Aux termes de l’article 30 de la convention collective, 'Forfait reposant sur un décompte annuel en jours', l’employeur peut conclure une convention individuelle de forfait annuel en jours.
'Cette convention fait impérativement l’objet d’un écrit signé par les parties, contrat de travail ou avenant annexé à celui-ci.
La convention individuelle doit faire référence à l’accord de branche ou d’entreprise.
Elle doit énumérer notamment :
— la nature des missions qui justifient l’autonomie dont dispose le cadre pour l’exercice de ses fonctions ;
— le nombre de jours travaillés dans l’année et les modalités de décompte des jours travaillés;
— la rémunération correspondante ;
— le nombre d’entretiens et les modalités de leur mise en 'uvre qui devront porter notamment sur:
— la charge de travail du salarié ;
— l’organisation du travail dans et hors de l’entreprise ;
— l’articulation entre vie professionnelle et vie personnelle ;
— la rémunération en adéquation avec les responsabilités ;
— la prise des jours de repos ;
— les modalités de renoncement du salarié, à sa demande, à une partie de ses jours de repos'.

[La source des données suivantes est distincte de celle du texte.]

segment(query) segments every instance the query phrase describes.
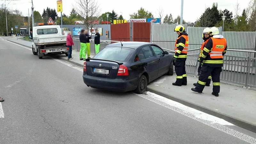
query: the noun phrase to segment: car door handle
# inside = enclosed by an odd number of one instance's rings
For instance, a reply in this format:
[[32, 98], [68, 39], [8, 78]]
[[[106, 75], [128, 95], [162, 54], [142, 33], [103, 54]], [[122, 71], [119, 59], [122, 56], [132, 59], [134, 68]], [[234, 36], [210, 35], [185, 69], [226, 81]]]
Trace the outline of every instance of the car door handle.
[[142, 66], [147, 66], [148, 65], [148, 63], [146, 62], [142, 63]]

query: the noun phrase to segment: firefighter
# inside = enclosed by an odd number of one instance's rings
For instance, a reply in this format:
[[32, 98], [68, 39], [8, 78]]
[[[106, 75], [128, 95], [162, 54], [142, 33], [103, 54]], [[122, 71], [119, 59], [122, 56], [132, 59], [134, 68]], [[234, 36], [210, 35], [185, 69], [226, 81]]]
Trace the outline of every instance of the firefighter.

En application des articles L.3121-55, L. 3121-58 et L3121-64 du code du travail, afin de pouvoir être soumis à un forfait en jours, le salarié doit conclure, par écrit, une convention individuelle de forfait afin d’en préciser les conditions et notamment le nombre de jours compris dans le forfait.
Aux termes de l’article 5 du contrat de travail de M. [A], la durée annuelle du temps de travail est fixée à 215 jours maximum dont sont déduits les jours de congés d’ancienneté supplémentaires prévus par la convention collective et le salarié bénéficie de 11 jours de congés supplémentaires par année d’activité. L’avenant du 9 février 2005, aux termes duquel il a été nommé directeur de site prévoit, une durée de travail de 216 jours maximum.
M. [A] invoque le droit à déconnexion prévu par l’article 30 de la convention collective mais l’entrée en vigueur de cette disposition du 1er août 2019, étendue par arrêté du 2 juillet 2019, est postérieure à la rupture du contrat de travail du 2 mai 2019.
La cour constate que la convention individuelle ne comporte aucun des éléments imposés par l’article 30 de la convention collective. La cour relève en outre que la convention de forfait ne précise pas le nombre de jours devant être travaillé chaque année par le salarié. Or, n’est pas valable le forfait en jours lorsque le contrat de travail se contente de préciser une limite maximale de jours compris dans le forfait.
Il s’ensuit que la nullité de la convention de forfait doit être prononcée, sans qu’il y ait lieu de statuer sur l’absence de tenue d’un entretien conforme aux exigences légales en matière de forfait en jours, dont la sanction n’est pas la nullité de la convention mais son inopposabilité.
Le jugement sera réformé en ce qu’il a rejeté la demande de nullité de la convention de forfait.
Compte tenu de la nullité de la convention individuelle de forfait en jours, M. [A] était soumis au droit commun de la durée du travail, à savoir aux dispositions relatives à la durée légale hebdomadaire du travail prévue à l’article L. 3121-10 du code du travail dans sa rédaction applicable à l’espèce.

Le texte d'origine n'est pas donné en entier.